We consider data security and privacy as very important. Our data security policy complies with the highest actual standards for the exchange of patient information. Below, we explain the security and accessibility policies implemented in the SlideSpace platform.
Only the members of a project in SlideSpace can see the Project and access its contents. Each user selects his/her own password for
SlideSpace. The user's passwords are stored in a one-way encrypted
format and are not accessible to employees of SlideSpace. After
entering the required registration information as a new user, you will be
able to access your user account immediately. The password is chosen
directly as part of the registration process and not sent to you by any
other means. If you have forgotten your password, or your password is
not working for some reason, you can re-establish your identity with the
system as follows:
An email message will be sent to you with instructions to reset your password. A password system has been established to ensure that only you can access your personal information and communities. The acceptable minimum password length is 8 characters. We recommend that you use a random combination of letters, cases, numbers, and non-alphanumerical characters to provide maximal protection. Each time you login to the system you will be required to authenticate your identity by entering your previously supplied e-mail address and password. Upon successful login, you are issued a unique “session id” (does not include any personally identifiable information) which allows you to remain active as long as actions are performed in the system. In case the session has timed out, it is required to re-enter your e-mail address and password. If an incorrect password is supplied, or if you simply forget your password, you may need to re-establish your identity following the instructions above. After an undisclosed number of unsuccessful login attempts, you will be locked out.
We use encryption technology to ensure the safe transmission of your information and documents when logged into the system. Your browser provides security by allowing us to use Secure Socket Layer (SSL) encryption up to 128-bit key length encryption when transmitting information and documents. The number of bits of secret key length varies between 40 and 128 depending on your browser’s capability. The highest available bit length is always used. All communication between your computer and SlideSpace is encrypted using SSL.
SlideSpace uses the AWS platform to operate the Digital Pathology Platform. AWS is a cloud application platform used by organizations
of all sizes to deploy and operate applications throughout the world.
This platform allows organizations to focus on application development
and business strategy while AWS focuses on infrastructure management,
scaling, and security. AWS applies security best practices and manages
platform security so customers can focus on their business. The AWS
platform inherently protects customers from threats by applying security
controls at every layer from physical to application, isolating
customer applications and data, and with its ability to rapidly deploy
security updates without customer interaction or service interruption.
For detailed information about the security policy of AWS see: https://aws.amazon.com/security.
AWS’s physical infrastructure is hosted and managed within Amazon’s secure data centers and utilize the Amazon Web Service (AWS) technology. Amazon continually manages risk and undergoes recurring assessments to ensure compliance with industry standards. Amazon’s data center operations have been accredited under:
Amazon has many years of experience in designing, constructing, and operating large-scale data centers. This experience has been applied to the AWS platform and infrastructure. AWS data centers are housed in nondescript facilities, and critical facilities have extensive setback and military grade perimeter control berms as well as other natural boundary protection. Physical access is strictly controlled both at the perimeter and at building ingress points by professional security staff utilizing video surveillance, state of the art intrusion detection systems, and other electronic means. Authorized staff must pass two-factor authentication no fewer than three times to access data center floors. All visitors and contractors are required to present identification and are signed in and continually escorted by authorized staff. Amazon only provides data center access and information to employees who have a legitimate business need for such privileges. When an employee no longer has a business need for these privileges, his or her access is immediately revoked, even if they continue to be an employee of Amazon or Amazon Web Services. All physical and electronic access to data centers by Amazon employees is logged and audited routinely. For additional information see: https://aws.amazon.com/security.
We take various measures to protect client and patient information while it is stored. We have taken special steps to ensure that only a few key people are aware of how the security system is designed and implemented. All our employees are bound by a confidentiality and non-disclosure agreement prohibiting access to and dissemination of information.

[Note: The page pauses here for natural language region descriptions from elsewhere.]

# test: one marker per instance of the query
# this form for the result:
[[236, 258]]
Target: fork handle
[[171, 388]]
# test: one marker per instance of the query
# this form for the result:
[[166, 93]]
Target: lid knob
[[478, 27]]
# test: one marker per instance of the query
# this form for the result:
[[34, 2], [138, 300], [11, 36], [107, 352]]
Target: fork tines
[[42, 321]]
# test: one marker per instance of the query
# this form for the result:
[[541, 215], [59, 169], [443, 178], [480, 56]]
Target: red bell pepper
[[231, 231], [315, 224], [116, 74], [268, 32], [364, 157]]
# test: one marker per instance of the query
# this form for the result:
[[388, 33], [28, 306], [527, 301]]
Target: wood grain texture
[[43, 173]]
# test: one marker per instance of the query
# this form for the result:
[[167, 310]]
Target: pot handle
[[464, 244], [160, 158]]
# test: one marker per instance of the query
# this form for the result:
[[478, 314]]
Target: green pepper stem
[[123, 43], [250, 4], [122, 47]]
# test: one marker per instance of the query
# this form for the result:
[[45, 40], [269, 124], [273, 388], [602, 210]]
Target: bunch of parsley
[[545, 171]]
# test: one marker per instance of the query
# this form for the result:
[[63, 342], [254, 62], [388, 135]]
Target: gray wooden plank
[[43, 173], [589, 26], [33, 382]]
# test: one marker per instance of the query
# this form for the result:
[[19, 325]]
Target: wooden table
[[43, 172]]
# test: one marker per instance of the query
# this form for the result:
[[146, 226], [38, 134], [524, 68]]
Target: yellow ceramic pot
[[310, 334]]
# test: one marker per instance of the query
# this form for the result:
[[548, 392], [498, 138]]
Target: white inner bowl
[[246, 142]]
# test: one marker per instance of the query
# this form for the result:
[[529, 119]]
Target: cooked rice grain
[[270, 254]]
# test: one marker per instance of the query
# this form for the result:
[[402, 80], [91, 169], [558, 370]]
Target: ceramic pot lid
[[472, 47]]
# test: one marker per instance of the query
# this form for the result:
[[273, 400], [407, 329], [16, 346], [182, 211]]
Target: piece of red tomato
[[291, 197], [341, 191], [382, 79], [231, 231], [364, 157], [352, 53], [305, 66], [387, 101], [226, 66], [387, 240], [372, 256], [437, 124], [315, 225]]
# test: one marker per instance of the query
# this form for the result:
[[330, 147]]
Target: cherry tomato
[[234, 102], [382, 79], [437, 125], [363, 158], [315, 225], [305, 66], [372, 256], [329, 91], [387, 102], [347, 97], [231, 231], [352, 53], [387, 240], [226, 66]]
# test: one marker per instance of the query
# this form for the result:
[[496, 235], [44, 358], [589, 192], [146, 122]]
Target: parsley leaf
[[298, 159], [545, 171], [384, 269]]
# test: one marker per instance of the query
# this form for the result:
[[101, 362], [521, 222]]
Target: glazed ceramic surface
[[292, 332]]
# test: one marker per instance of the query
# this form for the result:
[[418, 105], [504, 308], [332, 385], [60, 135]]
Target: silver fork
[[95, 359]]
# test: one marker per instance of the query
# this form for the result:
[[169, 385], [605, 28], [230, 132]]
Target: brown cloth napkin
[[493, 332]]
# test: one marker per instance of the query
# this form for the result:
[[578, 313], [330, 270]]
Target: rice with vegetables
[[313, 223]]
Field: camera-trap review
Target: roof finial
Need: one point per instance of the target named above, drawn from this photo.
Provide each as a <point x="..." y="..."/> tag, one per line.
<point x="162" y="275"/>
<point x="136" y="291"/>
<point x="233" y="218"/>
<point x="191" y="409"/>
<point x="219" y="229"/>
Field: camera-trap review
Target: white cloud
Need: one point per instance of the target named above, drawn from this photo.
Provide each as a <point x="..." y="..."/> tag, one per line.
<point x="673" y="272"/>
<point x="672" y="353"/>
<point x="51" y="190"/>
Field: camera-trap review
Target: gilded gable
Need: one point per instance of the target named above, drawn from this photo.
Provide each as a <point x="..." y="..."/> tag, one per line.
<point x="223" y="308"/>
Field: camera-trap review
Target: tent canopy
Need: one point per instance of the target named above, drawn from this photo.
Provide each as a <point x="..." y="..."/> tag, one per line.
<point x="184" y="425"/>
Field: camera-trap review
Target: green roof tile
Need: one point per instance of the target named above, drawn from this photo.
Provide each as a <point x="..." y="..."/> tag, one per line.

The SlideSpace application runs within its own isolated environment at the AWS platform and cannot interact with other applications or areas of the system. This restrictive operating environment is designed to prevent security and stability issues. These self-contained environments isolate processes, memory, and the file system using LXC while host-based firewalls restrict applications from establishing local network connections. For additional technical information see: https://aws.amazon.com/security.
The data in SlideSpace is stored in Oracle databases. It is stored in a separate access-controlled database. Each database requires a unique user name and password that is only valid for that specific database and is unique to SlideSpace. The connection between SlideSpace and Oracle databases require SSL encryption to ensure a high level of security and privacy.
Every change to your data is written to write-ahead logs, which are shipped to multi-datacenter, high-durability storage. In the unlikely event of unrecoverable hardware failure, these logs can be automatically ‘replayed’ to recover the database to within seconds of its last known state. SlideSpace stores the last 7 day back-ups and 5 week back-ups.